One story from a good storyteller is a hundred times better than ten stories from someone who can’t construct them well.
This is how you can tell a great story:
- Backstory. Start with that first. Whatever the story you’re about to tell is about, lay the groundwork. Start with what happens that leads to the actual story or what caused the event to happen.
- Set the mood. If the story is happy, then tell it enthusiastically. If the story is grim, set the tone to match that. Tell them about the location, the time of day, the atmosphere. Paint the picture. Let them know your emotions as you were going through the event.
- Use casual words. Remember that you’re narrating a story, not reading a dissertation paper. Don’t use deep words. Make sure everybody understands every single thing you’re saying.
- Build up the ending. Make sure that whatever the point of the story is, there will be a feeling of satisfaction once it reaches that. This is up to you on how you’ll do it as it will depend on the mood of your story.
8. If you’re anxious when it comes to group conversations, just observe
Every once in a while, you’ll find yourself in the company of a group instead of just one person. When this happens, you might start feeling anxious and overwhelmed. That’s completely fine. You don’t have to be the center of attention in there.
Sometimes, you just need to observe.
Listen to other people talking. Listen to their stories. Hear their laughter and feel their mood. Sometimes, that’s enough. It may even help you set your mood. It might make you want to join in later on.
Just know that it’s fine to just pay attention and listen. If you pick up on someone saying something you can relate to, you can just take note of that and approach them later on.
9. Know when to join in
If you are in the mood to join in and participate in group conversations, then you need to know when to do so. Don’t just jump in immediately, wait for your time to speak. Make sure you’re not cutting anyone off.
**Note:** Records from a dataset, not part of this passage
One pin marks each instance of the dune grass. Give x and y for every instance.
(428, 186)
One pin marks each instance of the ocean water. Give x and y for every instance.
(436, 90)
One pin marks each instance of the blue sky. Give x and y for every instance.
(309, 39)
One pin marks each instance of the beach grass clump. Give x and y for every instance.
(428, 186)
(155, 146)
Even better, if someone asks if you have anything to say and you’re up to it, then good! Make it seem like you’re eager to speak up and someone will be able to pick up on that. Or say what you have to say once nobody else is talking.
Practice and Application Makes Perfect
As an introvert, making conversation and small talk will be easier if you rehearse by yourself. It may seem funny, but it will serve you well in the long run.
Practice in front of the mirror or rehearse your stories. Write them down. Take note of the things you know you can talk about. List down ice breakers or things you can say when imitating a conversation.
The more you practice, the better you will be in applying it. The more you apply, the sooner you can become a natural at it. That’s what you should aim for. Practice and apply until it starts to feel natural. In time, you’ll make conversation and small talk so smoothly you won’t even have to think about it. You’ll be able to make friends with anyone you want.
If you want more tips on how to improve as a conversationalist to make connections with others, read the other articles I have on conversation skills and techniques. These will help you improve your conversation and small talk skills.
For now, practice and apply at your own pace. You don’t need to do this every day, but do it enough and make an effort. Good luck!